Abstract
Objective: The aim of this study is to measure and evaluate the peripheral dose delivered to patients receiving CyberKnife prostate treatment using OSL dosimeter, to compare the contribution of treatments with fixed collimator and MLC to peripheral dose.
Methods: On CT images of the Alderson Rando phantom, a hypothetical prostate tumor, bladder, and rectum were plotted. Using the FIX collimator and MLC, plans were created for the two collimators with the VOLO treatment planning system, provided the prescribed dose remained the same. A total of 24 OSL dosimeters were placed on the slices we determined by moving away from the edge of the treatment area, 3 in each section starting from 2 cm to 62 cm distance. The contributions of the MLC and fixed collimator to the peripheral dose were compared by comparing the measurements taken for the OSL detectors placed in the same slices of the phantom for both treatment plans.
Results: The contribution of the plans made with the fixed collimator to the peripheral dose (in cGy) ranged from 0.37% to 0.028% of the total number of monitor units (MU) given at distances between 2-62 cm from the field edge. For MLC, it is between 0.57% and 0.037%.

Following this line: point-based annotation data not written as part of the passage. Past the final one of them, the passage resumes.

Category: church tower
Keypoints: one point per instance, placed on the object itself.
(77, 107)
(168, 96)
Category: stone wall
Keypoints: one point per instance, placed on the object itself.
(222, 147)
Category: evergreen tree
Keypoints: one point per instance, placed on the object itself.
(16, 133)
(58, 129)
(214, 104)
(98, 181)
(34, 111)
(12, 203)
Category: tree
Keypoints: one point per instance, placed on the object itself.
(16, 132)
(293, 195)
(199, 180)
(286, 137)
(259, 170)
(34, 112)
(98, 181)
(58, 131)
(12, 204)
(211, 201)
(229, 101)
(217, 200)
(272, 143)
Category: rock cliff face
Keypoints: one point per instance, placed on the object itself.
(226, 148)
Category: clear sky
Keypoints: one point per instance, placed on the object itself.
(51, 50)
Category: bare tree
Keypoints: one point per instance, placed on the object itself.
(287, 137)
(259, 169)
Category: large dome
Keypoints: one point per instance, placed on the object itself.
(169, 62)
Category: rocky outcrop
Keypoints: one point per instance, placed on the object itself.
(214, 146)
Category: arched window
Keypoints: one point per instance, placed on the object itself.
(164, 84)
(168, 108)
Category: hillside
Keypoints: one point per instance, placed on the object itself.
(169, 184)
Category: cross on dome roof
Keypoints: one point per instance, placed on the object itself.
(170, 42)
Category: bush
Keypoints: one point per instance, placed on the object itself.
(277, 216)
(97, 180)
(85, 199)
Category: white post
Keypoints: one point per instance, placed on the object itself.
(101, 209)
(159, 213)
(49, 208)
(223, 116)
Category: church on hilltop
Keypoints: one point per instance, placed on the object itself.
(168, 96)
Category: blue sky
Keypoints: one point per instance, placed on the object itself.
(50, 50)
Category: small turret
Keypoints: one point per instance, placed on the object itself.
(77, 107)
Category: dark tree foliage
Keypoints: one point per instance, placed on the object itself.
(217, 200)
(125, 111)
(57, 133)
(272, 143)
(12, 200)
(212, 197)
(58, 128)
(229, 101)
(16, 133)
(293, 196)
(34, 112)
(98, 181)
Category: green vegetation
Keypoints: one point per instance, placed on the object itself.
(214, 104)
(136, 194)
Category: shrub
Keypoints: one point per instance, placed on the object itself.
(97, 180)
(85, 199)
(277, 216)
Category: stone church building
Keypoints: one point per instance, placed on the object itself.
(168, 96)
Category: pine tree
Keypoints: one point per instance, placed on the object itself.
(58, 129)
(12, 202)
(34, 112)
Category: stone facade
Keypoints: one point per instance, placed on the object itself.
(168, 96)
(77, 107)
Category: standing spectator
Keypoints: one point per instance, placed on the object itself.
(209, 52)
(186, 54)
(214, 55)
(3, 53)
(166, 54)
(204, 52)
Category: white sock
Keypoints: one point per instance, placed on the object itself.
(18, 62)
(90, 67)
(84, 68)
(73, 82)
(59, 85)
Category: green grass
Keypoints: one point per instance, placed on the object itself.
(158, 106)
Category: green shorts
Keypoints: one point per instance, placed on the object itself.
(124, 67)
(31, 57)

The percentage of the doses measured at the farthest and closest distances obtained with the fixed collimator to the prescribed dose was calculated as 0.24% and 3.17%, respectively. These values were found between 0.18% and 2.84% for MLC.
Conclusion: Peripheral doses per MU were lower in treatment with a fixed collimator compared to MLC. On the other hand, when the percentages were evaluated according to the prescribed dose, we found that the peripheral dose was higher in plans made with a fixed collimator. These results showed us that the peripheral dose per MU is higher in the plans made with MLC, but the contribution to the peripheral dose is higher in the plans made with the fixed collimator, since more MU number is needed to achieve the targets. Considering the concerns of secondary cancer risk for the treatment of early stage prostate cancer, our results show that plans with MLC may be preferred because of the less contribution to the peripheral dose and the shorter duration of treatment.